Fault-tolerant Preparation of Stabilizer States for Quantum CSS Codes by Classical Error-Correcting Codes

TL;DR

This paper introduces methods to fault-tolerantly prepare a broad class of CSS stabilizer states for quantum error correction, utilizing classical coding techniques to reduce resource costs and improve error correction frequency.

Contribution

It presents novel distillation protocols for CSS stabilizer states and demonstrates how classical codes can optimize ancilla usage in quantum syndrome extraction.

Findings

Protocols enable fault-tolerant preparation of CSS states

Classical coding reduces ancilla consumption in syndrome extraction

Increased error correction frequency lowers effective error rates

Abstract

Stabilizer states are extensively studied in quantum information theory for their structures based on the Pauli group.
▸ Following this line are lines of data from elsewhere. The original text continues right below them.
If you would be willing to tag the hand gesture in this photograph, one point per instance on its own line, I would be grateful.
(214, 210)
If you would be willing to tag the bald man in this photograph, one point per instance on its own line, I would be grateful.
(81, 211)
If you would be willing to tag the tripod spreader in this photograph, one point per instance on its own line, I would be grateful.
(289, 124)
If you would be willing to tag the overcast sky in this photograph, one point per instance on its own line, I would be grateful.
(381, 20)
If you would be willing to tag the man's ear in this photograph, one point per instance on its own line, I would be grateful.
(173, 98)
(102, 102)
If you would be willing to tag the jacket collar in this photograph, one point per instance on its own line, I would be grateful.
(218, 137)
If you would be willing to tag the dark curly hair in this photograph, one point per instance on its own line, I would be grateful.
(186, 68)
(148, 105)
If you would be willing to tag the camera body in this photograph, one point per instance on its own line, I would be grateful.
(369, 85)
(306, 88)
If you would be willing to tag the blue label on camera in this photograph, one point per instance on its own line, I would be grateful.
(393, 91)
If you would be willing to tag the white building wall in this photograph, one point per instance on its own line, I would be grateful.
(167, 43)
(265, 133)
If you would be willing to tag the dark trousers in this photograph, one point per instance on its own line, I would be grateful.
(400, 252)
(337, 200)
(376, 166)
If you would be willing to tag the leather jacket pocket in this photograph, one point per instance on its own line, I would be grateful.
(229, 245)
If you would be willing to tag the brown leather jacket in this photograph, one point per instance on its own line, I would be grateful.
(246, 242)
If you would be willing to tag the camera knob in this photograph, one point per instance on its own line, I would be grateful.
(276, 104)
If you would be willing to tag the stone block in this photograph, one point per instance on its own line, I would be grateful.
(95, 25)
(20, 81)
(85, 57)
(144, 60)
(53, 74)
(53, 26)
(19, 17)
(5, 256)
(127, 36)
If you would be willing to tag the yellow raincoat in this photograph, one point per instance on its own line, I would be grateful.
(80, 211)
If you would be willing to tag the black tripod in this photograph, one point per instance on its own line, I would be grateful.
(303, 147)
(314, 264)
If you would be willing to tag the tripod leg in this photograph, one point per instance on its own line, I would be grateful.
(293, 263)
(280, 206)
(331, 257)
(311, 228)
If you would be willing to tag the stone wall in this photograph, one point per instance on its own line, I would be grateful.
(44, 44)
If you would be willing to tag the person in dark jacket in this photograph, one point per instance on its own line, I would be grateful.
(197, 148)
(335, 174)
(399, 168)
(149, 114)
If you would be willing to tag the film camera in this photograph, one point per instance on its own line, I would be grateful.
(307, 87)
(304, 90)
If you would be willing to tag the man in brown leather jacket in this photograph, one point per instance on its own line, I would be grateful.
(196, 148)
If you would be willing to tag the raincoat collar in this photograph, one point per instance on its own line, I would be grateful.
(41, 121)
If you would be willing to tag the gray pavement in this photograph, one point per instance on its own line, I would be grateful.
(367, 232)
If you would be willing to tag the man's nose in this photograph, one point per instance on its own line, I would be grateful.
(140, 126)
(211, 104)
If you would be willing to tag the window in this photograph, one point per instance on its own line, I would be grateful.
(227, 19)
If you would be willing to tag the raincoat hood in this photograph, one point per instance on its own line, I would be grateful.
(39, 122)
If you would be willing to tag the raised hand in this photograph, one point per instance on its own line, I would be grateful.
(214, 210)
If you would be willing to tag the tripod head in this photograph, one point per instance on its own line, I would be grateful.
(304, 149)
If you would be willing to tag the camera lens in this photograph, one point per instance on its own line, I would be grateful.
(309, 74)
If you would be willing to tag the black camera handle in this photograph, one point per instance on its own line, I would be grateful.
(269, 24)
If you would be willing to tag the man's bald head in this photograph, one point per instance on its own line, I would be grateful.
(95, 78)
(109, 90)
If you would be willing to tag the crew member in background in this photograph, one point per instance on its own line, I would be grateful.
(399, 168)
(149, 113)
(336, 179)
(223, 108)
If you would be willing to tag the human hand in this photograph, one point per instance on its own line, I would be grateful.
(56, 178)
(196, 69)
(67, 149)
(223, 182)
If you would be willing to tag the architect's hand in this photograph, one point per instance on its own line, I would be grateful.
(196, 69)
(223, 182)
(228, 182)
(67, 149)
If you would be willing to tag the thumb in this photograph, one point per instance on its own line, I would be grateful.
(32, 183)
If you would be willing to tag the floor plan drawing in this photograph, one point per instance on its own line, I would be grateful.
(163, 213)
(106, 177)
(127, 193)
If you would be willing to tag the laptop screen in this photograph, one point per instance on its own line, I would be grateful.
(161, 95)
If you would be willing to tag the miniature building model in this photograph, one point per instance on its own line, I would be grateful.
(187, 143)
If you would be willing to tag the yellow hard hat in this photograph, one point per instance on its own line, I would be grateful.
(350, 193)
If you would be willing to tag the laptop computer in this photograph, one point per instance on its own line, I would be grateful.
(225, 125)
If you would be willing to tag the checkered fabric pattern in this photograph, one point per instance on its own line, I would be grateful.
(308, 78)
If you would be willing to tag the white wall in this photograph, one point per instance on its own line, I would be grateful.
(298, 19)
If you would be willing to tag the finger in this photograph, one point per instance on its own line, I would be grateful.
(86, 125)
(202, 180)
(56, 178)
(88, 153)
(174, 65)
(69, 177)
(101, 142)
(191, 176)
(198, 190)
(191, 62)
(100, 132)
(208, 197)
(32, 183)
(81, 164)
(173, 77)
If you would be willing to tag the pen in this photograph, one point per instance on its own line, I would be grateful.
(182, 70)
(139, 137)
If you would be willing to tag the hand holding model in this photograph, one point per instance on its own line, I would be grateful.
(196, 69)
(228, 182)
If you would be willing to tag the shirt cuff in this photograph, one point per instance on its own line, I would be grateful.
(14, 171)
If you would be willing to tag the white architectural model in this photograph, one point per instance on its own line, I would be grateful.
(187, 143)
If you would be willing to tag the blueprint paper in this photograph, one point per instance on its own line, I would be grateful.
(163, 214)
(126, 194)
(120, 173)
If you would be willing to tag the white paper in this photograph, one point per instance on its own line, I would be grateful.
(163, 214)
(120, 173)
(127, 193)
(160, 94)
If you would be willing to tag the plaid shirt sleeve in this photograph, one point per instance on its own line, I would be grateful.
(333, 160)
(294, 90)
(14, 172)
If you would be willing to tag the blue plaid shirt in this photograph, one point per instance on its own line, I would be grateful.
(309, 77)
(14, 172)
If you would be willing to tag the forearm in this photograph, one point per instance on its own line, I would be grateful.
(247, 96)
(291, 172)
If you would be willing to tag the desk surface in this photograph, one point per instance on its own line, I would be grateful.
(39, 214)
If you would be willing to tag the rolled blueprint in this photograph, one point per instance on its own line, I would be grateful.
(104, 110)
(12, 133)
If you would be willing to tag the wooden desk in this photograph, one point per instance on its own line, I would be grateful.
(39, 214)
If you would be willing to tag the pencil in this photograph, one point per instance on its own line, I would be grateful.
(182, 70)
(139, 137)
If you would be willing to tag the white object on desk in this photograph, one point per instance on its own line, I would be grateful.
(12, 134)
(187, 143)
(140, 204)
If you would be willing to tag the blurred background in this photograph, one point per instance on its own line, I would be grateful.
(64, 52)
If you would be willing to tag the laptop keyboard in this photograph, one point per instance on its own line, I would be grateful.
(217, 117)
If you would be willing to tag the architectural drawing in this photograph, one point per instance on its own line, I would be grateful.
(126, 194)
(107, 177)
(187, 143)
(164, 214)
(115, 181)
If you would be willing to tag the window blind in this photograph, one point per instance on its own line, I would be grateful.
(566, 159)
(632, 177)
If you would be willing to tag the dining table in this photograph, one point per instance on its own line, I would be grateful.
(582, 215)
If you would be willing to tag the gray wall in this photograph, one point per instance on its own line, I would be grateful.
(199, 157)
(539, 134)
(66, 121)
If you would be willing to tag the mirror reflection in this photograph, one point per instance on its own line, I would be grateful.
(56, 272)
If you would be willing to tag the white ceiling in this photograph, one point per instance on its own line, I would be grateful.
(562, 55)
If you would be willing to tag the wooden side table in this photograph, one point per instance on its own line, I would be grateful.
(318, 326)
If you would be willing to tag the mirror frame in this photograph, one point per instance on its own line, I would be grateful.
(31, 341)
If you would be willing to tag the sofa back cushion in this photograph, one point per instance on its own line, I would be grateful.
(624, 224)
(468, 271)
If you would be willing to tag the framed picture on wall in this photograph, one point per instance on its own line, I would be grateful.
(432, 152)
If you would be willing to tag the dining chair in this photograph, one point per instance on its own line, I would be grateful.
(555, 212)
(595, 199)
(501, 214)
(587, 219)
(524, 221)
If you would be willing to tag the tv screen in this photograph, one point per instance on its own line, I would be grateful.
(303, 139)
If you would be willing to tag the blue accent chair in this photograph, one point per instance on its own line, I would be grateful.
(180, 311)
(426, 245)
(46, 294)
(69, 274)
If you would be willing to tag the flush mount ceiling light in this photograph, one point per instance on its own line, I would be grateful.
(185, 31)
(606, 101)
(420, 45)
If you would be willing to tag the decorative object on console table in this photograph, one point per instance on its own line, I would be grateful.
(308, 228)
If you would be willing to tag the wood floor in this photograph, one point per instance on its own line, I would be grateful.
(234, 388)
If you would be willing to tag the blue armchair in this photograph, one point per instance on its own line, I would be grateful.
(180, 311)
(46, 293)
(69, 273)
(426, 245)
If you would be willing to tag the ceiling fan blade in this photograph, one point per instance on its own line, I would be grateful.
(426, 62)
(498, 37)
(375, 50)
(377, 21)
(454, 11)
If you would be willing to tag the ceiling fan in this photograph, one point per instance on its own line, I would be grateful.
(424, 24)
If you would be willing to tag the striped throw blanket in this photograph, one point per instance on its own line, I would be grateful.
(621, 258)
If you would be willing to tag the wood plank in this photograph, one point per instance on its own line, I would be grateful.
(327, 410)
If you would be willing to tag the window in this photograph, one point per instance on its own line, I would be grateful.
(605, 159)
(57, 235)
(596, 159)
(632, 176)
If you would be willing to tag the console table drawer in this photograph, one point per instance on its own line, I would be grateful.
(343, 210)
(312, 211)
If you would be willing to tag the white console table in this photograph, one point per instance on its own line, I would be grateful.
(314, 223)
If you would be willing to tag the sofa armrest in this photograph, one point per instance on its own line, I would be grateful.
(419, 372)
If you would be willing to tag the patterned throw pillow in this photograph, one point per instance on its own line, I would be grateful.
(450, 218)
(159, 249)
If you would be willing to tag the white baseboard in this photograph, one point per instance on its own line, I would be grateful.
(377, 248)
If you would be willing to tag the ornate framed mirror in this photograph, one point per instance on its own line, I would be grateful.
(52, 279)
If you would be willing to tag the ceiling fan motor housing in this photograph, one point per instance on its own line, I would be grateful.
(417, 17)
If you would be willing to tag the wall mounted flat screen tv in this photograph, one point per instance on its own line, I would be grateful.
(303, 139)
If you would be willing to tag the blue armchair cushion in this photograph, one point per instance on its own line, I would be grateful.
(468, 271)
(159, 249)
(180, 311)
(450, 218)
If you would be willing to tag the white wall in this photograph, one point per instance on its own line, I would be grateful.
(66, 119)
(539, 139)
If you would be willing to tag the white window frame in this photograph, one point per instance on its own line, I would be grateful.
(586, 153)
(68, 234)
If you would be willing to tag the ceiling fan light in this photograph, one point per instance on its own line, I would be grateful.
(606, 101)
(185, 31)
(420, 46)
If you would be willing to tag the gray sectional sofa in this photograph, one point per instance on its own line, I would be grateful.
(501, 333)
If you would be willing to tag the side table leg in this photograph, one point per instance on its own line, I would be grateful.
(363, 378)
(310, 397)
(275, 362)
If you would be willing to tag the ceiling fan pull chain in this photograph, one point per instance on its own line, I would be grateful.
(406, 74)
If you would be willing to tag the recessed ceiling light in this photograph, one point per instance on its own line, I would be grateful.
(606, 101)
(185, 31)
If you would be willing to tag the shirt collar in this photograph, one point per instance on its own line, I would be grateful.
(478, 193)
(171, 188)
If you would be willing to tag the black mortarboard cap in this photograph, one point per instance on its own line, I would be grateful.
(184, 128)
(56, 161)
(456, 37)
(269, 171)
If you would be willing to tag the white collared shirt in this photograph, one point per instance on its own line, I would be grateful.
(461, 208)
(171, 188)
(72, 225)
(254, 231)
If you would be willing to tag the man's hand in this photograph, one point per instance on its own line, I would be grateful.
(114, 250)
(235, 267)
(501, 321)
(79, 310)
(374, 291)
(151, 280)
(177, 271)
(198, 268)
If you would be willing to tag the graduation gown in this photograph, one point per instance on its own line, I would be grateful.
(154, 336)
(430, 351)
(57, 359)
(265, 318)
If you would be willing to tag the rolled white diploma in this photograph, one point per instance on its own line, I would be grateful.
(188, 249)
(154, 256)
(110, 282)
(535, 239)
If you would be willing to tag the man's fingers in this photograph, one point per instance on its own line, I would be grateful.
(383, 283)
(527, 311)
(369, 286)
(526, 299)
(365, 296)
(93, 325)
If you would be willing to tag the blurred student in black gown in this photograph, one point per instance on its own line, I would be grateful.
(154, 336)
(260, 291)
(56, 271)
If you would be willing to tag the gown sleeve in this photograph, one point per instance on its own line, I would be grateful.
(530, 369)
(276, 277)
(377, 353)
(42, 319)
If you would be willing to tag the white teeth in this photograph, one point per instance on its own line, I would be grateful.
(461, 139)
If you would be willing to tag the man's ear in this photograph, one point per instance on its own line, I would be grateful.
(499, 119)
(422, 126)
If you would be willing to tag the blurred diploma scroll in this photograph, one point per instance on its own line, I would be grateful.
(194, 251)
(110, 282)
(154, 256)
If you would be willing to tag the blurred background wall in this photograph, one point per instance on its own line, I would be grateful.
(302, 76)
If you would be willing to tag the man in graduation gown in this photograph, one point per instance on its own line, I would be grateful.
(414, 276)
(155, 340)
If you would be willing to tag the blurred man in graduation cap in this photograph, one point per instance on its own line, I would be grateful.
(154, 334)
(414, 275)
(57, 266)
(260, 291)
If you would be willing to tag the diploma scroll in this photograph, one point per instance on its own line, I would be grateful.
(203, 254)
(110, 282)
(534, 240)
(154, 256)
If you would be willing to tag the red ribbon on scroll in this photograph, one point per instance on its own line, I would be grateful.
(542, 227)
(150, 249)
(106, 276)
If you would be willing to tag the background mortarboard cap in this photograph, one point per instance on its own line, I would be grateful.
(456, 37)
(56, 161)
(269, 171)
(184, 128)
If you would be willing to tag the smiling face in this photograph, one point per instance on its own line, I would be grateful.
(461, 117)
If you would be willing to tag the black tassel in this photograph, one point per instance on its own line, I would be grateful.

Calderbank-Shor-Steane (CSS) stabilizer states are of particular importance in their application to fault-tolerant quantum computation (FTQC). However, how to fault-tolerantly prepare arbitrary CSS stabilizer states for general CSS stabilizer codes is still unknown, and their preparation can be highly costly in computational resources. In this paper, we show how to prepare a large class of CSS stabilizer states useful for FTQC. We propose distillation protocols using syndrome encoding by classical codes or quantum CSS codes. Along the same lines, we show that classical coding techniques can reduce the ancilla consumption in Steane syndrome extraction by using additional transversal controlled-NOT gates and classical computing power. In the scenario of a fixed ancilla consumption rate, we can increase the frequency of quantum error correction and effectively lower the error rate.